Highlighting the Yale Center for Environmental Law and Policy

Highlighting the Yale Center for Environmental Law and Policy

From Sarah:

I’m sharing two blog posts with you on the Yale Center for Environmental Law and Policy. This week’s post will describe YCELP’s programs; the second post will discuss the newly formed YCELP student board, the Environmental Protection Clinic and opportunities for interested prospective students!
The Yale Center for Environmental Law and Policy, or YCELP, is a joint initiative of the School of Forestry and the Yale Law School. The Center works with students from these two schools to integrate environmental awareness and ethics with law and policy. YCELP also serves as a hub for members of the Yale community who are interested in environmental law and policy: many of its events are open to and attended by the public.

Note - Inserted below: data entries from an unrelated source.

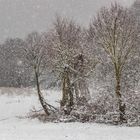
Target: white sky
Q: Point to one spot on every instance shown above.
(20, 17)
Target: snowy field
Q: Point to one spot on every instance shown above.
(12, 127)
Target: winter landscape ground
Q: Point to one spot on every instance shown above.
(15, 104)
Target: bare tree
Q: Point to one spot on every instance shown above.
(67, 55)
(115, 30)
(35, 54)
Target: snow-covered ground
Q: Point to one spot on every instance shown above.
(14, 128)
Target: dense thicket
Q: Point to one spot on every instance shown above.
(105, 58)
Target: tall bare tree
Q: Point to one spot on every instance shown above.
(67, 55)
(115, 30)
(35, 54)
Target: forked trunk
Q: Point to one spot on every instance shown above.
(41, 99)
(67, 95)
(121, 106)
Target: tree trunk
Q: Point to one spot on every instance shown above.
(121, 106)
(41, 99)
(67, 95)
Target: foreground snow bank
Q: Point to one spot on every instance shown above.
(13, 128)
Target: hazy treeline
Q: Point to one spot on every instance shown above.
(107, 53)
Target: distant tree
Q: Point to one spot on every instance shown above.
(68, 59)
(36, 58)
(116, 31)
(12, 69)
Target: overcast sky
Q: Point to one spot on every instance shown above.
(20, 17)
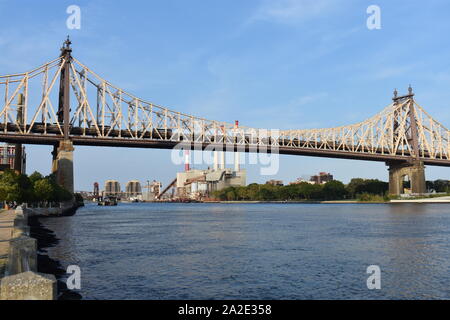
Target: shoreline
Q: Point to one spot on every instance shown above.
(46, 238)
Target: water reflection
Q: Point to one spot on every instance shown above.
(256, 251)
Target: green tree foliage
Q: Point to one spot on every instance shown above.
(20, 188)
(332, 190)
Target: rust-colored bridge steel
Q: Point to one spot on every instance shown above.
(64, 101)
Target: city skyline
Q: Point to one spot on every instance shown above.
(243, 62)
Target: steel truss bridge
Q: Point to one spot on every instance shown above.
(66, 100)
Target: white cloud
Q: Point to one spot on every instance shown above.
(290, 11)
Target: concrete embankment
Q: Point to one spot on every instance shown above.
(19, 279)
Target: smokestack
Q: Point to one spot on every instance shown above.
(216, 161)
(222, 159)
(186, 160)
(236, 153)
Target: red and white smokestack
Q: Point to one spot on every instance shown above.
(186, 161)
(236, 154)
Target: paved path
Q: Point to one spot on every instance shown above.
(444, 199)
(6, 225)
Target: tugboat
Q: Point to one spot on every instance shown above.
(107, 201)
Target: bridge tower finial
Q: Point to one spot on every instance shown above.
(66, 49)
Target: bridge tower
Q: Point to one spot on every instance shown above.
(414, 169)
(62, 153)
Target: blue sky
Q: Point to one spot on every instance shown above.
(269, 64)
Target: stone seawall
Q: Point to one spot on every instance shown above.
(19, 279)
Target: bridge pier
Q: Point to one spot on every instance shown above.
(414, 170)
(62, 164)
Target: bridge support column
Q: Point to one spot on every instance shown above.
(416, 173)
(62, 164)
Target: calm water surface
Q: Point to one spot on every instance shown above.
(256, 251)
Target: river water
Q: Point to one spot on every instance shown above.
(256, 251)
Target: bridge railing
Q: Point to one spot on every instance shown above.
(100, 109)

YCELP operates on three parallel tracks: research, outreach, and education. Its flagship programs are the research program and the Environmental Performance Index in particular. It also helps run the Environmental Protection Clinic, a fantastic practicum capstone course that I’ll discuss more next week. The first of the program areas is the Environmental Performance Measurement (EPM). EPM is designed to create indicators that help measure the sustainable environmental progress of countries. This will, in turn, aims to help inform policymaking by providing real data on socio-economic, environmental, and institutional factors. In 2010, YCELP collaborated with the Columbia University Center for International Earth Science Network (CIESIN) and the World Economic Forum to create a ranked Environmental Performance Index for 163 countries. This Index ranks the countries on 25 categories covering the environment, public health, and ecosystem vitality.

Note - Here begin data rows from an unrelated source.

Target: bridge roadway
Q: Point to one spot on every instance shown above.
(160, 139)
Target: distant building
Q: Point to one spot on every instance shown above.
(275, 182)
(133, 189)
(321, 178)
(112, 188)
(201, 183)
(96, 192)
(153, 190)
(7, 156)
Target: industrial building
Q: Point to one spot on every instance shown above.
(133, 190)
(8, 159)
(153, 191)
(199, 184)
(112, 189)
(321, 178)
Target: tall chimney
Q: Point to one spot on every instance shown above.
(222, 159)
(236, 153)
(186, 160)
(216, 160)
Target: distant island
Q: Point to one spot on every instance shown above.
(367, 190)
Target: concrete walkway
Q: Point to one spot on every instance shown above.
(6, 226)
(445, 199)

I’ve found the China Environmental Performance Index to be a highlight of the EPM program. While I already described the EPM and indices that are calculated on a national level, the China project looks at the country’s performance at a provincial level. Although the project was completed and is not a focus of research at the moment, it is a fantastic study that I think is worth mentioning. This project was a collaboration of YCELP, CIESIN and the Chinese Academy for Environmental Planning and the City University of Hong Kong. While the team learned in its research that it was not possible to rank the provinces in full due to the lack of articulated targets, the report is incredibly thorough. For example, the report shows that the huge western province Xinjiang emits much more nitrogen dioxide than mountainous province of Xizang (Tibet) and than the coal-mined rural province of Shaanxi. I was surprised to read that the northeast province Heilongjiang (for those of us studying Chinese, we know Harbin, the center for learning good Putonghua!) has some of the lowest percentage of treated municipal and municipal solid waste in the nation. Yikes! You can check out the full report here.

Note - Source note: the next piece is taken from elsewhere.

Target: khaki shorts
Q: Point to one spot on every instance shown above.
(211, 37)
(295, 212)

In addition to the EPI, YCELP research assistants also work with the Center’s acting Director, Professor Doug Kysar. Professor Kysar’s research covers climate law – both domestic and international. One of the really interesting projects here has been the collaboration with Ambassador Stuart Beck of the Permanent Mission of Palau to the UN. Ambassador Beck has teamed up with Professor Kysar and students from FES and YLS to pursue a campaign to have the International Court of Justice hear the claims of small island nations who are dramatically threatened by the consequences of climate change.